Show HN: Nextjournal – seamless data science for teams

kvlr · on May 7, 2019

I’m one of the founders of Nextjournal and I’m really excited that after almost three years in Private Beta we’re finally opening signups to everyone today!

Nextjournal is a computational notebook platform and our goal is to make computation more accessible and automatically reproducible, so it becomes easier to collaborate and build on top of each others work.

If you'd like to know more, check out our launch blog post at https://nextjournal.com/mk/public-beta or sign up and give it a try!

wuschel · on May 7, 2019

Hey,

just had a very brief look out of sheer curiosity, so please take this quick feedback with a grain of salt: The running times of your Python notebook get longer and longer with each print() statement and cell. While the reproducibility of your python notebook is a wonderful thing to have, I think the performance decrease is very strong downside.

Cheers -

kvlr · on May 7, 2019

Hey, this sounds like something we'd want to look at, I don't think it's inherent to reproducibility. I think we should be truncating the output in this case. Please send us the notebook via the Help button that shows up when you produce an error in a cell, I'll take a look and we'll figure this out.

wuschel · on May 8, 2019

Done.

1ba9115454 · on May 7, 2019

Just signed up hoping for scala but it wasn't there.

Is that something you would be looking at adding?

kvlr · on May 7, 2019

Yes, we certainly want to support a lot more languages in the future and it should be relatively easy to do as long as there's a Jupyter kernel (which is a lot).

We also have a proof-of-concept PR where you can implement a runtime in a notebook.

I think we'll expand the available languages as soon as we're confident the core product really solid.

kfk · on May 7, 2019

So I do BI/analytics at a big company with a team of 6 people, here is my take. We need something like this aimed at business analysts with little to no coding experience and we need it to be priced in the $100-300 per year, not more. Such tool would compete with the MS Office package and would be great. Most of the stuff is available in various open source packages, it would be about putting all together in 1 easy desktop install, adding a nice gui interface on top of various functions (like ipywidgets but more high level). For instance, we could totally add a basic gui on top of altair to do some basic charting, that basic charting is 80% of business needs when it comes to explorative analysis.

kvlr · on May 7, 2019

What you're describing is close to our long-term vision for the platform. Having it be easy to use for non programmers but with the ability to customise things and always "peek under the hood" to see how things are built.

Our GitHub and S3/GCS Components (see it in action in my launch post) are actually just thin layers that execute code from other notebooks and we plan to offer this ability to create custom components like this in the future.

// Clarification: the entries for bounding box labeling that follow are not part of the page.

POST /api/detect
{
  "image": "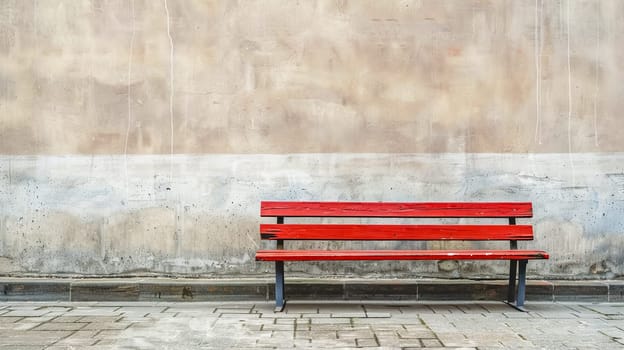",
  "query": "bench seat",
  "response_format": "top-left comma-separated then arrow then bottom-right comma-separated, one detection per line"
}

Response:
256,249 -> 548,261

mahmoudimus · on May 7, 2019

Thank you for leaving this feedback. Essential for product development.

boltzmannbrain · on May 7, 2019

Looker? https://looker.com

akrymski · on May 7, 2019

isn't that tableau.com ?

kfk · on May 7, 2019

How is that tableau.com? Tableau only does visualization and a very small subset of it, business analytics is a lot more than visually appealing dashboards

MartinMond · on May 7, 2019

I've been researching what data science tools to use at my company.

How is Nextjournal different from Jupyter or Google Colaboratory?

kvlr · on May 7, 2019

While Colaboratory is built on top of Jupyter Nextjournal is not.

We do support importing Jupyter notebooks and running Jupyter kernels, we also have our own runtime protocol.

In Jupyter (and hence in Colaboratory) you normally have one runtime that's running both your server code as well as the user code. In Nextjournal there's a separate application called the Runner that's orchestrating the runtimes which currently are docker images.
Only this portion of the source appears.